Description
In this project, you will practice what you learn in class to solve a real-world data mining problem. You can choose any problem that you are interested in as long as it can be formulated as a data mining task. This project is a team project. Each team should not have more than two members.
Complete the following tasks:
-
Pick a real-world application that data mining may help.
-
Formulate it as a data mining problem (clustering, classification, pattern mining, anomaly detection, recommendation, or a combination of these tasks).
-
Collect relevant datasets. Some possible sources:
-
Preprocess the datasets into the format that can be used by data mining algorithms if necessary.
-
Apply your implemented algorithms or any existing package to solve the proposed problem.
-
Discuss the data mining results you obtain and evaluate the results.
-
Prepare for a short report based on the key points of your project.
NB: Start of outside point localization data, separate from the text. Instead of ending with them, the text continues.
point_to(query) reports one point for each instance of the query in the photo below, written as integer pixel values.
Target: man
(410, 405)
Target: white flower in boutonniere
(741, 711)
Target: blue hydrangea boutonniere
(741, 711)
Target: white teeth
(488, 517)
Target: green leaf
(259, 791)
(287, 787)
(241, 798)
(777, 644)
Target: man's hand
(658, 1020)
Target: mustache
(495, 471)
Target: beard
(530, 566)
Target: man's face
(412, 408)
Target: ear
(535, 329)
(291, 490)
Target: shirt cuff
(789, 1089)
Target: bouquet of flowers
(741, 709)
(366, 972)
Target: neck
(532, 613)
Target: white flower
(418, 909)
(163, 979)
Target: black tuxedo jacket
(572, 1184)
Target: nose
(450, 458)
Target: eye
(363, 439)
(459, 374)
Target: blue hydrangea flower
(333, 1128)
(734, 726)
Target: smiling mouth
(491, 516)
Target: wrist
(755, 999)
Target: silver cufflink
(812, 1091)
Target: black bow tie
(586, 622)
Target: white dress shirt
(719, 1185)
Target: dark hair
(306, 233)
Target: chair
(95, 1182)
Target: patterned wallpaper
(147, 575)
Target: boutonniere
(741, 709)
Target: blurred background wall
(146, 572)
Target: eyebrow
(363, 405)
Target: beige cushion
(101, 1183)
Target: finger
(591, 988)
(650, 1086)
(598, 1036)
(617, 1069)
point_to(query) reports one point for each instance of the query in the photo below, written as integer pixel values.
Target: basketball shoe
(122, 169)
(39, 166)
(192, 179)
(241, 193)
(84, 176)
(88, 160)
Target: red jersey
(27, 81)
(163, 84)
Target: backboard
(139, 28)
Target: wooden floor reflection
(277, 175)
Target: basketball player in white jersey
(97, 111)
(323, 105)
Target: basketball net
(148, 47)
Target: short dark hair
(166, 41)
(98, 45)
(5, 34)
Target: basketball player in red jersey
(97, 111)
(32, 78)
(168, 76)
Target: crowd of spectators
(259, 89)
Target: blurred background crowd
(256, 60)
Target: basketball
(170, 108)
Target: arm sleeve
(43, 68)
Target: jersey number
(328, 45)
Name it as project.pdf or project.doc or project.docx
-
Log in any CSE department server and submit your report as follows:
submit_cse469 project.pdf
Your report should include the following components.
-
Introduction: What data mining problem you are trying to solve? What impact it will bring if the problem is solved?
-
Formulation: Which data mining task it can be formulated into? What’s the input and the expected output?
-
Datasets: Where do you get the datasets? Give some statistics about the data. How do you preprocess the data?
-
Algorithm: Which data mining algorithm do you apply?
-
Experiments: Evaluate the output using an appropriate evaluation metric. Show the results you get and discuss whether they are meaningful.
-
(Optional) Challenges: What challenges do you find in the data? How do you tackle these challenges?